It is good to take a break. People take breaks from everything. We get breaks at work, we take a breather, it goes to show that even if we are working on things we like we need breaks. It isn't just about wanting a break, but needing on. We are living breathing creatures, and our bodies as well as our minds need a break every once in a while. Otherwise we would just burn ourselves out unable to cope with the continuous strain.We sleep every night, we take vacations, and in fact we have a tendency to schedule our whole year around the breaks that we take.
I have been working pretty hard at my art for quite some time now. I love my art, but even that has its limits. My imagination seems to be broken, (Whenever my imagination seems broken this is all I can think about: http://www.homestarrunner.com/sbemail99.html beef stew.) The other day when I sat down to think about why I have been having trouble coming up with new stuff, I realized that it has been months since I have really taken a break from work. My kitchen table has been cluttered up with art stuff for so long I don't really remember when I last saw it all cleared.
I am pretty regular at working out. I may hate even though I know it is good for me, and whenever I am working out I reflect constantly on the week I take off of my routine, and that only comes around after a 6 week period. But I don't really ever look forward to taking time off of my art. I stay dedicated and happy with the work the entire time. I really only realize that I need to take a break when my imagination starts to shut down. I would love to keep working on this stuff non stop, and if it weren't for my brain failing me I don't think I ever would stop working on my art. It is just too much fun for me to keep creating so long as the ideas keep coming.
Sadly, though I ran out of creative juices this last week. I have resigned myself to the fact that I need to take a break from my art. I don't really think I could stop creating all together. In my effort to stay active despite my artistic vacation, I have decided to start building myself a piñata for my birthday. I have been wanting to make one for ages, and with my birthday coming up it seems like the right kind of diversion to reset my imagination.

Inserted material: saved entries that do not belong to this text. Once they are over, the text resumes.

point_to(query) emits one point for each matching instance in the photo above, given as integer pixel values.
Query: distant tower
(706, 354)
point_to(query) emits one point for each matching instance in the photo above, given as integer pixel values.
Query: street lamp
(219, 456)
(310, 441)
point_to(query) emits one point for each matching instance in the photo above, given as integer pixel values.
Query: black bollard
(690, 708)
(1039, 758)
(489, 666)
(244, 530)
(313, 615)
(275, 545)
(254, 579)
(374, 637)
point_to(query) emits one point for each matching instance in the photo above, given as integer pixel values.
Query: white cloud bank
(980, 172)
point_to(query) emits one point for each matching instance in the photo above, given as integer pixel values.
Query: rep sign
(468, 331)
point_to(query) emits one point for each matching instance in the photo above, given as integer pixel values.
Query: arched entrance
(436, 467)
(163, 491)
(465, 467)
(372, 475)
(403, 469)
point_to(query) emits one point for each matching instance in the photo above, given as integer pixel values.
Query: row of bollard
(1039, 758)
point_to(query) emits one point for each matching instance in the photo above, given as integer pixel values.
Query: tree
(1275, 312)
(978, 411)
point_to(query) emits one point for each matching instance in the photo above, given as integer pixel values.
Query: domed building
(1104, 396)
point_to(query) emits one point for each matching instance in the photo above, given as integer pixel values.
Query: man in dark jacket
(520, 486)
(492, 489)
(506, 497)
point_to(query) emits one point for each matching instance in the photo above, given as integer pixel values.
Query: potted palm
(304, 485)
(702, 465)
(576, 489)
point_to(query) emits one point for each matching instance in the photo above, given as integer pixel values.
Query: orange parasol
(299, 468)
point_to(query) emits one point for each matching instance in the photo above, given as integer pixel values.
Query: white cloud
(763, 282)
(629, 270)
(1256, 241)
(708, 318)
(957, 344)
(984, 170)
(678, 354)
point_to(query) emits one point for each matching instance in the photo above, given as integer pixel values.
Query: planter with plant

I used to have a most active imagination when I was working in data entry jobs. The work was mindless and my hands were busy so my brain could wander in infinite space creating and imagining for hours. There are now many more things in my life to tug at my brain and pull me from the world of imagination. This pinata will keep my hands busy so that my mind can get the chance it needs to wander the in vast landscape of my imagination and find new ideas to play with.
I don't have any tips or tricks to resetting my imagination, and making ideas come when things are broken down in there. What I do know is that when I take a break from my work, and come at it again my imagination comes back fully rested and ready to make something new. There is no reason to think that you are a failure because you cannot come up with something new, you just need to let your creative mind have the rest that it needs, because our minds just like our bodies need rest.
Your mind is just like any muscle, if you don't use it regularly to come up with creative ideas its creative capability becomes weak. You are never not creative, the muscle doesn't just disappear because you don't use it to just loses mass. You just need to give it a rest and come back to it again building up its strength with use. Don't neglect the creative muscle, but also don't try to over extend it, either of those will only end in break down. The best thing to do is to use your creativity regularly but also take breaks before you completely burn out.
Now back to my piñata. I have some paper-mache to mix up.